Debt typically has a lower cost of capital compared to equity, mainly because of its seniority in the case of liquidation. Thus, many companies may prefer to use debt over equity for capital financing. The company’s capital structure is the driver of the debt-to-equity ratio. The more debt a company uses the higher the debt-to-equity ratio will be and vice versa.
As is typical in financial analysis, a single ratio or line item is usually not used in isolation. As such, the level of the debt-to-equity ratio is usually considered along with a few other variables. However, one of the main starting points for analyzing a debt-to-equity ratio is the company’s industry. Therefore, the average debt-to-equity ratio for a company’s industry is often a good baseline for considering how high the debt-to-equity ratio should be.
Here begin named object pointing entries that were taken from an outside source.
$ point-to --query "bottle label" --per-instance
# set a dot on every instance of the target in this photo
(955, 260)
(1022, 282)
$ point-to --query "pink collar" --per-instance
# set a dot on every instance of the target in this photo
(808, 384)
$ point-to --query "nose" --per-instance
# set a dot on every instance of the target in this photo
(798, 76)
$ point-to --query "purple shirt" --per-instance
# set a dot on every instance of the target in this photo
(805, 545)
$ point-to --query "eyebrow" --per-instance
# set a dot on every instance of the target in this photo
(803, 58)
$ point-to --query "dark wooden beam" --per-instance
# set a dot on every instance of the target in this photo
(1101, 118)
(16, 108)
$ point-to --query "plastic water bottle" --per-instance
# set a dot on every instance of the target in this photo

Below is a chart with debt-to-equity ratios by industry. As of 2019, the services industry had the lowest average debt-to-equity ratio at 0.05% while the financial industry had the highest at 1.89%.
Overall, debt-to-equity ratios will differ depending on the industry, because some industries tend to utilize more debt financing than others. Closely comparable companies within an industry group can also be important to examine for deeper analysis. In the financial industry, for example, the debt-to-equity ratio is higher because banks and other financial institutions borrow money to lend money, which can result in a higher level of debt. Other industries that tend to have the need for large capital project investments will also usually have a higher debt-to-equity expectation. These industries can include utilities, transportation, and energy.
A second variable for consideration when analyzing a company’s debt-to-equity ratio is its own historical average. A company may be at or below the average for the industry but above its own historical average which can be a flag for concern. In this case, it can be important to analyze the company’s current situation and the reasons for the additional debt it is adding.
Lastly, the weighted average cost of capital (WACC) can provide interesting insight into the variability of a company’s debt-to-equity ratio. The WACC shows the amount of interest financing on average per dollar of capital. The WACC equation also breaks down the average payout for debt and equity. If a company has a low average debt payout it means that it is able to get financing in the market at a relatively low rate which can make the use of debt more attractive even if the debt-to-equity ratio is higher than comparable companies.